ABD ile AB arasındaki ticaret, yıllık 1,3 trilyon dolara ulaşan önemli bir ilişkiyi oluşturuyor. Ancak AB, uzun yıllardır ABD ile ciddi bir ticaret fazlası veriyor. 2023 yılında AB, ABD’ye 576,3 milyar dolarlık ihracat yaparken, ABD’den 367,6 milyar dolarlık ithalat gerçekleştirdi. Bu ticaret açığı, Trump’ın politika açıklamalarında rahatsız edici bir unsur olarak öne çıkıyor. Trump, ticaret açığı verdiği ülkelerle ilgili olarak gümrük vergisi uygulama yönünde planlar yapıyor.
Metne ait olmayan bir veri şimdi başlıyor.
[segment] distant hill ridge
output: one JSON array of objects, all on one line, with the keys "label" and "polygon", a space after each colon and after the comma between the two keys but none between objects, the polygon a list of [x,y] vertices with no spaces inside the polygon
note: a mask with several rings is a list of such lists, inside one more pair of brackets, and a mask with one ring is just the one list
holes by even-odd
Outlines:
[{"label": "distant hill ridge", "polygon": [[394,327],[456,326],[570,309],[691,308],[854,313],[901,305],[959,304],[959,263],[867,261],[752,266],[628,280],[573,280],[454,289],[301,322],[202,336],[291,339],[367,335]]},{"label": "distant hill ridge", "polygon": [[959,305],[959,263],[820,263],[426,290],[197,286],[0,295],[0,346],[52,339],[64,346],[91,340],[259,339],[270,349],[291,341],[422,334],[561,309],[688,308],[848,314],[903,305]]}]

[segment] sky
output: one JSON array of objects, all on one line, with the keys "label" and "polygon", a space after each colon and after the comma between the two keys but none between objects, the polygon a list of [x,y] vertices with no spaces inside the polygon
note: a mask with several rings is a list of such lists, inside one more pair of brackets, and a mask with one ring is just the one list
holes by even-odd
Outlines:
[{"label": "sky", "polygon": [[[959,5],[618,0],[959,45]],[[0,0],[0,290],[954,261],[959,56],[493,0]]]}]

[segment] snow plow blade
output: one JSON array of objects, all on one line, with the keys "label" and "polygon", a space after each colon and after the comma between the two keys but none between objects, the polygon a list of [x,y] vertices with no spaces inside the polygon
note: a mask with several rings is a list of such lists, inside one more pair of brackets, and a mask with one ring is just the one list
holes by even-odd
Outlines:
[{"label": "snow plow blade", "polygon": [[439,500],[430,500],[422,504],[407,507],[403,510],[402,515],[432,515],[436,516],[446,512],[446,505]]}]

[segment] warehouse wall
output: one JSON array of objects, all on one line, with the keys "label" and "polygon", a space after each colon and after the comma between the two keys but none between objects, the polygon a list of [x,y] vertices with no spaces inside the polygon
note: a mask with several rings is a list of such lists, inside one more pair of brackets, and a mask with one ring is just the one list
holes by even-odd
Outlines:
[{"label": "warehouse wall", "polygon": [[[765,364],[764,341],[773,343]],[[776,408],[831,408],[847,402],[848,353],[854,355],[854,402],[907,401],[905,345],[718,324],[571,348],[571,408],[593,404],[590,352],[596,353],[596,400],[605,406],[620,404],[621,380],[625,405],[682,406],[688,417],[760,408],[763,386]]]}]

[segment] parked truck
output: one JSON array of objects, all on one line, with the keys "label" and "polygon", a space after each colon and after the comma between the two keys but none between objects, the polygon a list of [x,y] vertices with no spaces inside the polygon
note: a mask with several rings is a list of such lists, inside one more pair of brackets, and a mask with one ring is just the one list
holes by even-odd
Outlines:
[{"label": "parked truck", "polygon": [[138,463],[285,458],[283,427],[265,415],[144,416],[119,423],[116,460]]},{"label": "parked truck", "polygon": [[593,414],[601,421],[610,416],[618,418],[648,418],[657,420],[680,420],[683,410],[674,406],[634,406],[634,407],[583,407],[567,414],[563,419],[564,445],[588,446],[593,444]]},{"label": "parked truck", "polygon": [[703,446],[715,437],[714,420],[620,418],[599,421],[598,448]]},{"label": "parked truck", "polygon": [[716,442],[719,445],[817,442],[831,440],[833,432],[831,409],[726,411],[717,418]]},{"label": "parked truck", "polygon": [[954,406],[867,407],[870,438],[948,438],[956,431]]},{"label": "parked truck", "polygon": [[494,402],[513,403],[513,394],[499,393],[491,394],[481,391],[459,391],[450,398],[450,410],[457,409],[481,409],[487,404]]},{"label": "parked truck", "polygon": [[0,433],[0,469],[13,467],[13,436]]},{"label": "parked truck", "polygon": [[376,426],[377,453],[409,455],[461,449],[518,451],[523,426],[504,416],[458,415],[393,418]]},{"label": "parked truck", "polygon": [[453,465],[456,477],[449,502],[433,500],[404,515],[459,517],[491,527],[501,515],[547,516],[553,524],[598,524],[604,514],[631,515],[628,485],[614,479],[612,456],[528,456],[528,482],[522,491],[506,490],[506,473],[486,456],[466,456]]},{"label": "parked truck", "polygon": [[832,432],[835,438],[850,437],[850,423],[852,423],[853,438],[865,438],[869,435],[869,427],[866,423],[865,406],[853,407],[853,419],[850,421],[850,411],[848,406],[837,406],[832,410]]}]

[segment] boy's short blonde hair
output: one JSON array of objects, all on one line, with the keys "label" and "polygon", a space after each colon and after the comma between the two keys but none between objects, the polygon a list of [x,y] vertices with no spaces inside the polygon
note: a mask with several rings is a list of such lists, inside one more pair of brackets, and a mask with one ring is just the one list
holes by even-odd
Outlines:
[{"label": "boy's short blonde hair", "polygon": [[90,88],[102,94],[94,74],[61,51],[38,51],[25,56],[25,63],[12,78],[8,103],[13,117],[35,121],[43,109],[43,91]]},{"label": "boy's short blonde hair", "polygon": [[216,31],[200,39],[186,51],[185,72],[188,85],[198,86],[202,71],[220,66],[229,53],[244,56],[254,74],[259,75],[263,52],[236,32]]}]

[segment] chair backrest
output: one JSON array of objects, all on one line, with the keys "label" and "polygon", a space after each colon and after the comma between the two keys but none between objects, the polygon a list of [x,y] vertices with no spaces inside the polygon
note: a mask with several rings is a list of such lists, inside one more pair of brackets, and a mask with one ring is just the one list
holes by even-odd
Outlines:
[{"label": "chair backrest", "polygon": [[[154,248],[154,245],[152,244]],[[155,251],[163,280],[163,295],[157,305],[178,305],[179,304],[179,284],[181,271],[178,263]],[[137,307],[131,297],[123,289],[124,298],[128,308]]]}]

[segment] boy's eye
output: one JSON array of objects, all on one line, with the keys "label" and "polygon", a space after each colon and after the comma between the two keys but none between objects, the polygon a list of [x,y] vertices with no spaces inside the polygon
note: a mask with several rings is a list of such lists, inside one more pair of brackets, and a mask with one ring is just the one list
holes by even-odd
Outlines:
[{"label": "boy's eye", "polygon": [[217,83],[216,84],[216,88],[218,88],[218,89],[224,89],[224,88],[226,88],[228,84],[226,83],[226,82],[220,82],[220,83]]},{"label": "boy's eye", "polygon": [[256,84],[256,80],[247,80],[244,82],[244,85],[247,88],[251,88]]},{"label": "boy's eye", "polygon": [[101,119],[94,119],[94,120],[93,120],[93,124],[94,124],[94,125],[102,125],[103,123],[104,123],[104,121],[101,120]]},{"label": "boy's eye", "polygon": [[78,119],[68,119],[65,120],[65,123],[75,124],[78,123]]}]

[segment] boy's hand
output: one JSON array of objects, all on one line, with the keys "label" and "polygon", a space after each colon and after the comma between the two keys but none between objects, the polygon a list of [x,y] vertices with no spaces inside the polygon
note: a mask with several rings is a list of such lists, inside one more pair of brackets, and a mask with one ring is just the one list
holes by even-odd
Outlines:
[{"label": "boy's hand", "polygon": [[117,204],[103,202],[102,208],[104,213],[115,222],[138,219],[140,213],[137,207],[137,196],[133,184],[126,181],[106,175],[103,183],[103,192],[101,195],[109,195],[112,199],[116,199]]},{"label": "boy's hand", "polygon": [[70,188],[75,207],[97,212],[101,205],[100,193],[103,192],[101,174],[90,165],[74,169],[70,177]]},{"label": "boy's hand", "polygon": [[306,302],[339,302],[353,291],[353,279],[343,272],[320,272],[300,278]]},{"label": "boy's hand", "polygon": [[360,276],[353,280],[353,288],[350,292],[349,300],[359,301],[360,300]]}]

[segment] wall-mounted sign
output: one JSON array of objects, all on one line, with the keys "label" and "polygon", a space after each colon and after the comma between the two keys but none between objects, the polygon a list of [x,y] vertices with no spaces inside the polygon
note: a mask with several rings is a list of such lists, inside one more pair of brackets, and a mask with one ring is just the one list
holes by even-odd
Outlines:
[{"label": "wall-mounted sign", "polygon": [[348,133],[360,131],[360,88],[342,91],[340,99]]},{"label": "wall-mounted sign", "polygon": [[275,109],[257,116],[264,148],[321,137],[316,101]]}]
Yeni dönemde AB’nin, ABD’den daha fazla enerji ürünü, özellikle sıvılaştırılmış doğal gaz (LNG) almayı planladığı belirtiliyor. AB, Rus gazının sevkiyatının durmasıyla zaten enerji tedarikinde alternatif arayışlarına girecek ve bu durum ABD ile ticaret açığının bir miktar azalmasına yol açabilir. Trump’ın tehditlerine karşılık olarak AB, bu alanda ABD ile ilişkilerini geliştirmek için LNG alımlarını artırmayı planlıyor.
Ayrıca, Trump’ın AB’ye yönelik diğer rahatsızlıkları da mevcut. Apple, Meta ve Google gibi ABD merkezli teknoloji şirketlerine yönelik AB’nin koyduğu para cezaları, Trump’ın öfkesini çeken bir diğer konu. AB’nin bu tür cezalarla karşılaşması durumunda, Trump’ın sert tepkileriyle karşılaşma riski artıyor.
Grönland meselesi de AB ile ABD ilişkilerini zorlayabilecek başka bir konu olarak öne çıkıyor. Trump, Grönland’ı ABD'nin kontrolüne almak istediğini ve bunun “ulusal güvenlik” için gerekli olduğunu savunuyor. Grönland’ın Danimarka’ya bağlı özerk bölge olması, AB ile ABD arasındaki bu anlaşmazlığı daha da derinleştirebilir. Trump’ın Grönland’ı satın alma girişimi, Avrupa ülkeleri ile ilişkisini daha da zorlaştırabilir.